Además la norma promulgada por el Gobierno “afecta al derecho de propiedad y las reglas de juego”. “No es lo mismo una paritaria, que implica un proceso de negociación, a que te digan de repente que tenés que desembolsar $5.000; ¿y si el día de mañana al Gobierno y los sindicatos se les ocurre arreglar un bono de $50.000?”, plantea, y agrega: “Es inconstitucional que te obliguen a pagar el bono de $5.000 porque es ir contra tu patrimonio”.

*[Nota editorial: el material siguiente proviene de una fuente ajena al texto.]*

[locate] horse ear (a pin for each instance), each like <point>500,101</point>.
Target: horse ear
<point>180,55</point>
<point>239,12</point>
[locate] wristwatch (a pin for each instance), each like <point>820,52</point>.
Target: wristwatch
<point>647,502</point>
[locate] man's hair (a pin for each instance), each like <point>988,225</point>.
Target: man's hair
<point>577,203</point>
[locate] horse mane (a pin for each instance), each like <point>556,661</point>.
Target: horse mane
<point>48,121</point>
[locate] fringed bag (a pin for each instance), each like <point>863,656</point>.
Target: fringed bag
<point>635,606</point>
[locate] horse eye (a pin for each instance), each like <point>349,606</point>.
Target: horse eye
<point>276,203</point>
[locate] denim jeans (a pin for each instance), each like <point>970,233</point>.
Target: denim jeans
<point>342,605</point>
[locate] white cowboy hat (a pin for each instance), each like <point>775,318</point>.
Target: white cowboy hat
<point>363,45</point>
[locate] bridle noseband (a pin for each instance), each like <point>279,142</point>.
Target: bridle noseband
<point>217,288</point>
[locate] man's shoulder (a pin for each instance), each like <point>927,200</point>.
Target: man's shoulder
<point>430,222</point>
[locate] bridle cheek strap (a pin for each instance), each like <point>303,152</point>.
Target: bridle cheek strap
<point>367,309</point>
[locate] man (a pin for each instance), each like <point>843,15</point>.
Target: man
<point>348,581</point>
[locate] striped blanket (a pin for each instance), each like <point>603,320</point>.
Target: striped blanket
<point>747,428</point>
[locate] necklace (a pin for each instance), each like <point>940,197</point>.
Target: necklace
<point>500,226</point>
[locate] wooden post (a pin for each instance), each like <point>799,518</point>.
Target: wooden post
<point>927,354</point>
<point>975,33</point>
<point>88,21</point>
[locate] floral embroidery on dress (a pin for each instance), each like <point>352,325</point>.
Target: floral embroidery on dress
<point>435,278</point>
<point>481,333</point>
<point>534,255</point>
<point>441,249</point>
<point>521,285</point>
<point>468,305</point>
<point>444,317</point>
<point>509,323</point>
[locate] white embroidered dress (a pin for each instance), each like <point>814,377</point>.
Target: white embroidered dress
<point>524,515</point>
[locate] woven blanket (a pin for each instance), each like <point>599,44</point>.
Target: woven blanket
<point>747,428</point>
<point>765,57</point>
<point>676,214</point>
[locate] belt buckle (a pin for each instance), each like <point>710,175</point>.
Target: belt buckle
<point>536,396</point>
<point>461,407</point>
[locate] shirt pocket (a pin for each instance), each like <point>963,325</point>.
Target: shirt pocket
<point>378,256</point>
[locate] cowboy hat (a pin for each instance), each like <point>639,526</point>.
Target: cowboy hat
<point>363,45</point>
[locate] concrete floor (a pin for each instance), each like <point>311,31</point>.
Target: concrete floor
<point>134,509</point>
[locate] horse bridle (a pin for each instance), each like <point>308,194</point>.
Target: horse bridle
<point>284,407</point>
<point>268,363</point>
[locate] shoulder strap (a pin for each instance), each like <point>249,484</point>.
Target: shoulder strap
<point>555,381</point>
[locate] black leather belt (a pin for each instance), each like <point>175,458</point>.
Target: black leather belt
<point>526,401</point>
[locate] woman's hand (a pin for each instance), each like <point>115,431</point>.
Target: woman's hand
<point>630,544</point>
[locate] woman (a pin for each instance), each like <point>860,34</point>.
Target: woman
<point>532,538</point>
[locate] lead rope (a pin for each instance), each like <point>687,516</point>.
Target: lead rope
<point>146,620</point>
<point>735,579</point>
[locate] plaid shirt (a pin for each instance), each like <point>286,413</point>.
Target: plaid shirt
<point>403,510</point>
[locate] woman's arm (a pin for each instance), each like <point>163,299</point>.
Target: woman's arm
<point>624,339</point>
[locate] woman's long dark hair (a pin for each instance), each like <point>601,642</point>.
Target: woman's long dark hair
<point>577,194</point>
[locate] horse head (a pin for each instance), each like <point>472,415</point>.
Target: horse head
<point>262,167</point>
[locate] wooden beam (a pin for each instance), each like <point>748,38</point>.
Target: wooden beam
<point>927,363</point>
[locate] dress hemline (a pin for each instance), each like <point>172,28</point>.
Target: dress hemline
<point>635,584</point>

Ahora bien, el decreto en cuestión incluye un supuesto salvoconducto para empresas en una situación complicada. Las "actividades o sectores que se encuentren especialmente en crisis o declinación productiva" podrán "adecuar la implementación" de los "plazos y montos" del bono. Esto quiere decir que podrán pagar una cifra menor y en más cuotas, según el texto.

Sin embargo en la interpretación del abogado, es “muy complicado” para una firma acogerse a esta situación si se le plantean los mismos requisitos que en un procedimiento preventivo de crisis, por ejemplo. “Para acceder a esta figura la empresa debe demostrar que su situación es producto de un contexto macroeconómico determinado y decisiones ajenas y no de la propia administración de la firma, lo cual implica un costo político inmenso para quien debe admitir la crisis como resultado de una gestión pública”, reflexiona Alvarado. Para graficarlo, expone que en Mendoza solo se han otorgado “una o dos” de estas excepciones en los últimos 20 años.